Et finalement, hormis pour les cas graves, la confirmation du diagnostic par PCR impacte davantage les mesures d’isolement et le contact tracing que les prises en charge.

Pas d’indication à démultiplier les tests de grippe selon le HCSP

Si les tests de détection du SARS-CoV-2 sont prescrits largement, qu’en est-il des tests centrés sur les autres infections hivernales telles que la grippe ? Devant l’arrivée des virus saisonniers, le HCSP a récemment émis un avis qui précise ce point.

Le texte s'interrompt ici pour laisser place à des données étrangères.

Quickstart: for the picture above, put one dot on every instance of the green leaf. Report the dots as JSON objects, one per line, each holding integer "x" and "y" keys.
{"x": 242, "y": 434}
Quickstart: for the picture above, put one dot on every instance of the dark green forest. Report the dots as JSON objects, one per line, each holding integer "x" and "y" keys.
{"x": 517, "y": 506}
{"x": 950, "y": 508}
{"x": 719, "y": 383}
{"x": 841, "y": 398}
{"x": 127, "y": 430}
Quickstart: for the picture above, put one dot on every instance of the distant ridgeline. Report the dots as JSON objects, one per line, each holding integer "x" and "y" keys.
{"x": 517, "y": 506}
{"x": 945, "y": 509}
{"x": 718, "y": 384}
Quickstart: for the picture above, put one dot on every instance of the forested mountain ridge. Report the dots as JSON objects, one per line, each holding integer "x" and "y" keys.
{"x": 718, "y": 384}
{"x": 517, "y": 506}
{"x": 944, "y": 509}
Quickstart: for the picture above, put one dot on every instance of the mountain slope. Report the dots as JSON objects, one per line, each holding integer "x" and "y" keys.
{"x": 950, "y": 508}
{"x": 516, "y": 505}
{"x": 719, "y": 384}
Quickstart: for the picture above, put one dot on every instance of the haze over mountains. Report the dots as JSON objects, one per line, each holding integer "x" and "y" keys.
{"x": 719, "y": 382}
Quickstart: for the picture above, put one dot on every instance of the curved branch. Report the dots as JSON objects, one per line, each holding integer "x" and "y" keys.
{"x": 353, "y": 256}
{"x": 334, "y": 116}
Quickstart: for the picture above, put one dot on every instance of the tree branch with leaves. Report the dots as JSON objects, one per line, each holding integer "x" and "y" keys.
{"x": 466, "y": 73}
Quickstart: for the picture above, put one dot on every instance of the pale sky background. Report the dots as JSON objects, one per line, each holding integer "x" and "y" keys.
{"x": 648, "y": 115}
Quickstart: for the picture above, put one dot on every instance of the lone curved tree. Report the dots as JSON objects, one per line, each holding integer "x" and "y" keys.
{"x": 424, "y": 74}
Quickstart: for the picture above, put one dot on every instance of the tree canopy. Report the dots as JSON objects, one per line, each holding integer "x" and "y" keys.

Conclusion : chez l’adulte, si les tests de RT-PCR doivent être utilisés en population générale devant toute suspicion d’infection au SARS-CoV-2, le recours aux tests moléculaires diagnostiques de grippe n’est justifié que dans des collectivités à risque ou face à des signes d’infections respiratoires graves. La recherche simultanée de virus grippal et de SARS-CoV-2 doit, elle, viser prioritairement les personnes à risque, « en période de circulation grippale ».

À noter que chez l’enfant de moins de 6 ans, la réalisation d’un test de détection du SARS-CoV-2 n’est pas indiquée en 1re intention devant un tableau typique de bronchiolite ou de gastro-entérite peu sévère et typique, ni devant une fièvre bien supportée de moins de 4 jours en l’absence de contage avéré et de facteur de risque de Covid-19 grave personnel ou familial. La HAS devrait prochainement compléter ces recommandations par un avis centré plus spécifiquement sur le recours aux tests multiplexes.